«Cosa dobbiamo al Medioevo? Provo ad enumerare alcune voci: gli occhiali, la carta, la filigrana, il libro, la stampa a caratteri mobili, l’università, i numeri arabi, lo zero, la data della nascita di Cristo, banche, notai e Monti di pietà, l’albero genealogico, il nome delle note e la scala musicale. Il Medioevo […] ha cambiato il nostro senso del tempo, su questa terra, con l’orologio a scappamento, introducendo le ore di lunghezza uguale e non più dipendenti dalle stagioni; ha cambiato il nostro senso del tempo, nell’aldilà, perché ha fatto emergere un terzo regno, il purgatorio, che rompe i destini immutabili dell’eternità. Infine, fa sognare i bambini con Babbo Natale».
Per riconoscimento generale, Chiara Frugoni è, alla stregua di Jacques Le Goff e di Franco Cardini, tra i maggiori esperti dell’«età di mezzo». Lunedì 30 novembre la storica pisana (che però, sin dall’infanzia, trascorre le sue estati nella Bergamasca, a Solto Collina) sarà ad Alzano Lombardo per tenere due relazioni, su invito del Liceo scientifico Edoardo Amaldi: al mattino, parlerà alle classi terze dell’istituto sul tema Medioevo sul naso. Occhiali, bottoni e altre invenzioni medievali (è questo il titolo di un suo libro, da cui è ricavata la citazione iniziale). In serata invece, alle 20.45, l’auditorium del Parco Montecchio ospiterà una lectio magistralis aperta al pubblico su L’affare migliore di Enrico. Giotto e la cappella Scrovegni. Anche in questo caso il titolo della conferenza, promossa dall’Amaldi in collaborazione con l’amministrazione comunale per la serie “Il Liceo incontra il territorio”, ricalca quello di un volume della professoressa Frugoni, pubblicato lo scorso anno da Einaudi (pagine 588, euro 65).

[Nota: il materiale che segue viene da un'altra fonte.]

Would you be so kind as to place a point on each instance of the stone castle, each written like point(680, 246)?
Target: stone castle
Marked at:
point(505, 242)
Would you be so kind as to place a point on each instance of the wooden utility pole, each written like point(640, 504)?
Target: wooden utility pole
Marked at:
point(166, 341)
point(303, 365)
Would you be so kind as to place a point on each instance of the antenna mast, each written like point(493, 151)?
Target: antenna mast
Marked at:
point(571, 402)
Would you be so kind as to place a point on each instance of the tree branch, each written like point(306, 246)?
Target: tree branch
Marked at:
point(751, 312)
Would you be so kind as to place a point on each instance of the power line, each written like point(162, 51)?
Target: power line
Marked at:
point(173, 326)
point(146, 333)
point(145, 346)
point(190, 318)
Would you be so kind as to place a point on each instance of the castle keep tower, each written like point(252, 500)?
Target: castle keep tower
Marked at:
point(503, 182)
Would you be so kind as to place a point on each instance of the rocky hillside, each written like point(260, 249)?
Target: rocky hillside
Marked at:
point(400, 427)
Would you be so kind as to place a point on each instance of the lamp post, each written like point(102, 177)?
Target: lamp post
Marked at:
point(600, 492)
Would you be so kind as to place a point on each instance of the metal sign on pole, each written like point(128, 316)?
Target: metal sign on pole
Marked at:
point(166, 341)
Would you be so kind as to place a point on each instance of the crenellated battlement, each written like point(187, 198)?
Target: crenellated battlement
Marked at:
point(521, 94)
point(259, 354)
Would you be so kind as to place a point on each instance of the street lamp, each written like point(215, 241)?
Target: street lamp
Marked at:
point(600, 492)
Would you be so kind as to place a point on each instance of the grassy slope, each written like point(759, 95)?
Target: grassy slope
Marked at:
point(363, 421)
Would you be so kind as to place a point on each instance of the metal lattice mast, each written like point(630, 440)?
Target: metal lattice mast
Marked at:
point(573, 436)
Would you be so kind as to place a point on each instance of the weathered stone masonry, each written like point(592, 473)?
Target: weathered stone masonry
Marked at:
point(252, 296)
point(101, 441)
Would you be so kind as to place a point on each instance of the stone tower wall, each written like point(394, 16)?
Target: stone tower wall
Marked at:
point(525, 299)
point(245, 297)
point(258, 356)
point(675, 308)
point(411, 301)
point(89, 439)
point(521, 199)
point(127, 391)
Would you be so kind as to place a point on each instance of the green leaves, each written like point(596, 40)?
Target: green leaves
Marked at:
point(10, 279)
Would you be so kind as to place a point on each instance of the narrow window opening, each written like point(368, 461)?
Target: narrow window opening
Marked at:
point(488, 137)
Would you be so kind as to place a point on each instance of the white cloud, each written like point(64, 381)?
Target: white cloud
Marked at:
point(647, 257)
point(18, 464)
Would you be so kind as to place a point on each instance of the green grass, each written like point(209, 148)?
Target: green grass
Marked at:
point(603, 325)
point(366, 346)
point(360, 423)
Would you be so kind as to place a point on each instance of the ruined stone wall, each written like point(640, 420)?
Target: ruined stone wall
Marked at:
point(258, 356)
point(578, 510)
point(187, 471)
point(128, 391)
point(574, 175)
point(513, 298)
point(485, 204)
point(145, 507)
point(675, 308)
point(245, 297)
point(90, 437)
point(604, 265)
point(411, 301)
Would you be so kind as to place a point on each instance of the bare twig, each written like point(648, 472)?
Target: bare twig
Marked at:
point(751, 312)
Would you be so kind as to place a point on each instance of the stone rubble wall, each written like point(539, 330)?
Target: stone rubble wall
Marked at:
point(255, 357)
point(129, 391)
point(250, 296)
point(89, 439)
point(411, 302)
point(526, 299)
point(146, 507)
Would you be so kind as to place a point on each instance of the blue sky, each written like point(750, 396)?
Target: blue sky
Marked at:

L’Enrico in questione è appunto Enrico Scrovegni, che all’inizio del XIV secolo commissionò a Giotto di Bondone il celebre ciclo di affreschi della chiesa padovana. Nelle rappresentazioni giottesche delle storie di Gioacchino e Anna, della vita di Maria e di Cristo, nonché nelle allegorie dei Vizi e delle Virtù, si riscontrano numerose particolarità e “omissioni”: ad esempio, per compiacere il suo committente (un finanziere che possedeva anche numerose navi mercantili e perfino una “masnada”, un piccolo esercito privato) il pittore evitò di raffigurare tra i Vizi l’Avarizia, sostituendola con l’Invidia (il sentimento che molti padovani, verosimilmente, provavano nei riguardi del ricco concittadino).
«“Invidia” – spiega Chiara Frugoni - ha, tra le sue caratteristiche mostruose, una lingua serpentiforme che le si ritorce contro: come se, attraverso quest’immagine grottesca, Enrico intendesse sfottere coloro che, a motivo della sua prosperità economica, non gli volevano troppo bene». D’altra parte, «chi si ricorderebbe oggi di Enrico se non ci fosse stato Giotto? In definitiva, quelle pitture furono il migliore affare del grande finanziere». L’ingresso alla conferenza, nel corso della quale saranno proiettati immagini e filmati, è libero, fino ad esaurimento dei posti disponibili.